Une nouvelle Sainte Alliance ?

LONDRES -- La récente rencontre au Vatican du “gardien des lieux saints” , le roi Abdallah d’Arabie Saoudite, et du pape Benoît XVI, est un événement majeur, notamment car elle s’est produite alors que les musulmans radicaux réfutent le rôle des “croisés” dans la politique du Moyen-Orient. C’est aussi le signe le plus net de la naissance d’une “sainte alliance” des dirigeants conservateurs du monde. Car le public principal de cette rencontre entre un roi musulman et un pontife catholique n’était pas leurs partisans, mais un autre dirigeant conservateur, le président George W. Bush.
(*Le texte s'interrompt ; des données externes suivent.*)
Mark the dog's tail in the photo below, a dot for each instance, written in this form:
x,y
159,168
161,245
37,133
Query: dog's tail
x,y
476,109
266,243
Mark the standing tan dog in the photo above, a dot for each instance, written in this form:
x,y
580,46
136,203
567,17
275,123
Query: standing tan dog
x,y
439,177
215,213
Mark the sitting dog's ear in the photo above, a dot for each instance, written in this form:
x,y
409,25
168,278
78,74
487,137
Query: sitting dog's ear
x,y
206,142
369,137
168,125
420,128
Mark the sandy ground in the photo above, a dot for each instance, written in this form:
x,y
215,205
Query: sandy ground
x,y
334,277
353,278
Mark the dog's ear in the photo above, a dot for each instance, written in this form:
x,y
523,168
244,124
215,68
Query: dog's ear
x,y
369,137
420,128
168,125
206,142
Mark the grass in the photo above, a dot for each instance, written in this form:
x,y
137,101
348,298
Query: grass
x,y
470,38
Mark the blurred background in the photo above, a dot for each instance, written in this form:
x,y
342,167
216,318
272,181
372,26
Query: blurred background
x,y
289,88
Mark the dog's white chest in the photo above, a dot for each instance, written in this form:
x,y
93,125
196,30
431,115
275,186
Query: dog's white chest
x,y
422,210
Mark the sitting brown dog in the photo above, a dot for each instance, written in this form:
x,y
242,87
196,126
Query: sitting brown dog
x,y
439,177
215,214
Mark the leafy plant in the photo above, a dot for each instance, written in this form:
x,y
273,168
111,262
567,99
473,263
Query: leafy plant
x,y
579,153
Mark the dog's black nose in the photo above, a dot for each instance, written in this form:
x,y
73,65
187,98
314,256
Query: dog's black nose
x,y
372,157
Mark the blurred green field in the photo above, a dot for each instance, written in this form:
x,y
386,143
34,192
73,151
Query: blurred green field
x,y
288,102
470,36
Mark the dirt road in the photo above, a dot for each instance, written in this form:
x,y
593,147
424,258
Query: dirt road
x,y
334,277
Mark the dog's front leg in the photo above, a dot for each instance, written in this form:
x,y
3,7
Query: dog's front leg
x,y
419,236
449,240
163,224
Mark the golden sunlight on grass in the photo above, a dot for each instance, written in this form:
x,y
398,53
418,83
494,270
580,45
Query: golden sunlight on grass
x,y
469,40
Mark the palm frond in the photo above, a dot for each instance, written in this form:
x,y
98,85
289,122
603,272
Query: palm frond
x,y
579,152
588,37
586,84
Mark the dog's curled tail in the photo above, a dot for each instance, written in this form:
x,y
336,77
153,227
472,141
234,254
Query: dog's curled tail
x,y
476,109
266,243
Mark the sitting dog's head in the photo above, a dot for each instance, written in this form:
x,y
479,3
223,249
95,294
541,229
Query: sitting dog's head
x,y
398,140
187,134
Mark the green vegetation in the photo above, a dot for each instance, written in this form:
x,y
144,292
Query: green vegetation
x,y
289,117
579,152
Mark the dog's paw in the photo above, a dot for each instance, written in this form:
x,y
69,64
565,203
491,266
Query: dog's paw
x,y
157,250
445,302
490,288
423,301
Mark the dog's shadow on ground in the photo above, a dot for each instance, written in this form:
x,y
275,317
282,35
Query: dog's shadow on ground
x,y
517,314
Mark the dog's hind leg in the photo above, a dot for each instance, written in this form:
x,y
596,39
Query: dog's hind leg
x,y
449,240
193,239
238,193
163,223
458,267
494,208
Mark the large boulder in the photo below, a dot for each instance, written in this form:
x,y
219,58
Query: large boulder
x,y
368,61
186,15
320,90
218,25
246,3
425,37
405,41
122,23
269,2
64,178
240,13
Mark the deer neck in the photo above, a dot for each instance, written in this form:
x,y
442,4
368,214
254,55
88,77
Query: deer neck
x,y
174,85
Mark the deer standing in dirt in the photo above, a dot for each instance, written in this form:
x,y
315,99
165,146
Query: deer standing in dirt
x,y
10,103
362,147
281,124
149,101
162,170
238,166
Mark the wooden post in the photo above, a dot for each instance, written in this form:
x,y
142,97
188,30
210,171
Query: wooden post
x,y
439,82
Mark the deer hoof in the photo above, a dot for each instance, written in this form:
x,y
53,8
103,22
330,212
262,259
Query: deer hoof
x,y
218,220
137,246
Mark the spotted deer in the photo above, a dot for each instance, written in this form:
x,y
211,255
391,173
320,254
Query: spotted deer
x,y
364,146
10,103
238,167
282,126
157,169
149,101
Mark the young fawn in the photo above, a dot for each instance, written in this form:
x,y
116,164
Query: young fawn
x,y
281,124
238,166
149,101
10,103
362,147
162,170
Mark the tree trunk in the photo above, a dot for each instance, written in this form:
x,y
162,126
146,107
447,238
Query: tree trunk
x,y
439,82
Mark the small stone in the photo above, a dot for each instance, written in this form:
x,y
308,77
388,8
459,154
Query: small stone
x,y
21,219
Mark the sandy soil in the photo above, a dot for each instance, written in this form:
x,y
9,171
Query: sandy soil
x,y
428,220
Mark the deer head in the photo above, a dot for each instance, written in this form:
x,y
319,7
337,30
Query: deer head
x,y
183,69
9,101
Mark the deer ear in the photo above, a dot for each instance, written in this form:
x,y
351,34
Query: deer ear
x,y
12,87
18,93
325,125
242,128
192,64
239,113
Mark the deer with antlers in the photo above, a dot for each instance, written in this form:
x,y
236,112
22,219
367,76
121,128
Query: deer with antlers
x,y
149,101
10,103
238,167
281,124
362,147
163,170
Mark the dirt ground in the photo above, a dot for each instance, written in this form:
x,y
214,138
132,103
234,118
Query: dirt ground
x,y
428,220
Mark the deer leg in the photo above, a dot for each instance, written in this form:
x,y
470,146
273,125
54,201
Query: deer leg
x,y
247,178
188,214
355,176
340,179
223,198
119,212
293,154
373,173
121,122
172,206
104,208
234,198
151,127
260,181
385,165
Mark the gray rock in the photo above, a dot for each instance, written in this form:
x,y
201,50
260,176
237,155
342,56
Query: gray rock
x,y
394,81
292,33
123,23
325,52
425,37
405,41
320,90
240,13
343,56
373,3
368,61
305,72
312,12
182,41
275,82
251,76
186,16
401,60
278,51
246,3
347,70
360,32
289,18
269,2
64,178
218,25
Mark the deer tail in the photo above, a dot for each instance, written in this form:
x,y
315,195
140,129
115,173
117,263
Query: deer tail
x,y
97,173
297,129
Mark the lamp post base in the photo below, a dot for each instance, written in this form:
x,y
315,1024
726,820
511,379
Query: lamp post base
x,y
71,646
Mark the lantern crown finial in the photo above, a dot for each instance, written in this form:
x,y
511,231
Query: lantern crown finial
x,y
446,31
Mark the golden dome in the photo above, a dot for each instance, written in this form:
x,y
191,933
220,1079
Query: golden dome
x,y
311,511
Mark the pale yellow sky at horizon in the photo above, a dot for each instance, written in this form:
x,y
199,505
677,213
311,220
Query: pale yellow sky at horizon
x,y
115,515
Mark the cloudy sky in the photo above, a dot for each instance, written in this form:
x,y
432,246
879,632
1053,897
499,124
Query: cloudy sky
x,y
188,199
La première Sainte Alliance était une création du prince autrichien Metternich après les guerres napoléoniennes. Elle visait à préserver la paix (et la sécurité de l’empire autrichien relativement fragile) par le biais d’une coalition de vainqueurs partageant les mêmes valeurs.

La Sainte Alliance de Metternich fut la seule idée politique originale à émerger de la défaite de Napoléon. Derrière son appellation exaltante se cache une innovation d’une grande portée diplomatique : l’introduction d’un élément de contrôle moral calculé dans les relations internationales. Les intérêts particuliers que les membres de l’alliance - l’Autriche, la Prusse et la Russie - entretenaient dans la survie de leurs institutions nationales les menèrent tous à chercher à éviter des conflits que, dans le passé, ils auraient poursuivis automatiquement.